Nagios Support Forum

Looks like the field "State" is Running but it could be looking for the "Status" field which is shown as "UNKNOWN".
This means some additional permissions issues I gather...

Also one question about further obfuscating the password so it is saved in hash and not plain text in resource.cfg? Is that possible?

CFT6Server wrote:Also one question about further obfuscating the password so it is saved in hash and not plain text in resource.cfg? Is that possible?

No, the listener at the other end doesn't know how to un-hash it.

Don't mean to hash the value sent to the WMI listener, that can go in plain text. What we would like to avoid is to have the password in plain text in the config file. Is there any way to obfuscate that value and have nagios convert it to plain text prior to assembling the check command ? Maybe a built-in function or macro in Nagios that would convert the string from the text file on the fly ?

Thanks

I want to say this has been asked and answered, but it's so hard to find because it always ends up being at the butt-end of a thread titled something like "Check WMI issue"

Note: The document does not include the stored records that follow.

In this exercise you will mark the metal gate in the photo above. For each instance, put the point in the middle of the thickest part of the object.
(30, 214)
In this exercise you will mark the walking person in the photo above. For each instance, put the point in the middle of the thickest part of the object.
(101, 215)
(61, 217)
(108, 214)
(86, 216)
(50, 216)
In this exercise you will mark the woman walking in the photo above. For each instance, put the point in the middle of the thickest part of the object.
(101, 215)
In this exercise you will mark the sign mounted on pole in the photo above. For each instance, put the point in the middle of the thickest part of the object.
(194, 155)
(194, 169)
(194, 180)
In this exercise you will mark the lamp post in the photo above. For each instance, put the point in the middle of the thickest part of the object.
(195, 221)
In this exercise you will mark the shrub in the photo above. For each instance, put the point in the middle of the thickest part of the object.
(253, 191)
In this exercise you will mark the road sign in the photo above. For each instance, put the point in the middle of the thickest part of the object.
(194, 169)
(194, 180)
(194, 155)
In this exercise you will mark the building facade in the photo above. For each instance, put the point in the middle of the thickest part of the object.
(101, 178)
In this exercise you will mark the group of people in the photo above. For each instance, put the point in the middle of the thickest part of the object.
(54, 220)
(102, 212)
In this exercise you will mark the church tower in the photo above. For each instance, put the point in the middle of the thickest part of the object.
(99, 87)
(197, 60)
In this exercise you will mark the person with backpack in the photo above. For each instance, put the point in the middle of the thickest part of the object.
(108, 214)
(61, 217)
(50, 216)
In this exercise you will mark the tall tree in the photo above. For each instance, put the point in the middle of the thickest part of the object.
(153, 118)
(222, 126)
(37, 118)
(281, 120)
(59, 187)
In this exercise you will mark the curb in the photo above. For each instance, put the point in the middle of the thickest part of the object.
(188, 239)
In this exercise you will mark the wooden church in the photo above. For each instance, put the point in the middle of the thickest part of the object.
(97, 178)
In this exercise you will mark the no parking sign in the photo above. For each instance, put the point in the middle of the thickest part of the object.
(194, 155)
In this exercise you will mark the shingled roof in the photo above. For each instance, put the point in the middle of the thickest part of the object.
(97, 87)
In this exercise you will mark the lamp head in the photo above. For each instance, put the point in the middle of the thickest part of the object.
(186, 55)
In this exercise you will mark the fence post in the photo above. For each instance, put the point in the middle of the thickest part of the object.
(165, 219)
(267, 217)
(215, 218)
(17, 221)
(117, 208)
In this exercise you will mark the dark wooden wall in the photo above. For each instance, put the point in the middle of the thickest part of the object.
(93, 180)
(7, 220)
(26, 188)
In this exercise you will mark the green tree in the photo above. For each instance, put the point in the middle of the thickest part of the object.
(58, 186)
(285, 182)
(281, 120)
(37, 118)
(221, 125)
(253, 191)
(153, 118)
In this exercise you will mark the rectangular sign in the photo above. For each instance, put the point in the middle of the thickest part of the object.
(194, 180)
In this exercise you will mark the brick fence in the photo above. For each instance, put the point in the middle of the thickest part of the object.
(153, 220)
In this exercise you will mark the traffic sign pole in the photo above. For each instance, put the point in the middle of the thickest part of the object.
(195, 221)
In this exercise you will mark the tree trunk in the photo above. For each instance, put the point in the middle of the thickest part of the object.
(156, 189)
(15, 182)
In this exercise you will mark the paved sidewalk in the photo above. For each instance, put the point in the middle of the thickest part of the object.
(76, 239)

So that doesn't really work for a couple of reasons. Hashes are non-reversible, for a reason. If it was reversible then a malicious user could just reverse the hash and know the password, makes the whole exercise pointless. As Box293 said since there is no way to compared the hashed value at the receiving end it becomes an impossible journey.

Furthermore, even if you did have a construct to obfuscate the password (perhaps a pgp managed .auth file holding all the passwords?) - if said malicious user was stifled by that process they're going to be able to tcpdump the interface and just watch the password go out on the line anyway.

I'm not going to profess to be a security expert, I just can't wrap my mind around how you would actually go about adding the security construct (no cleartext in config files) you're seeking.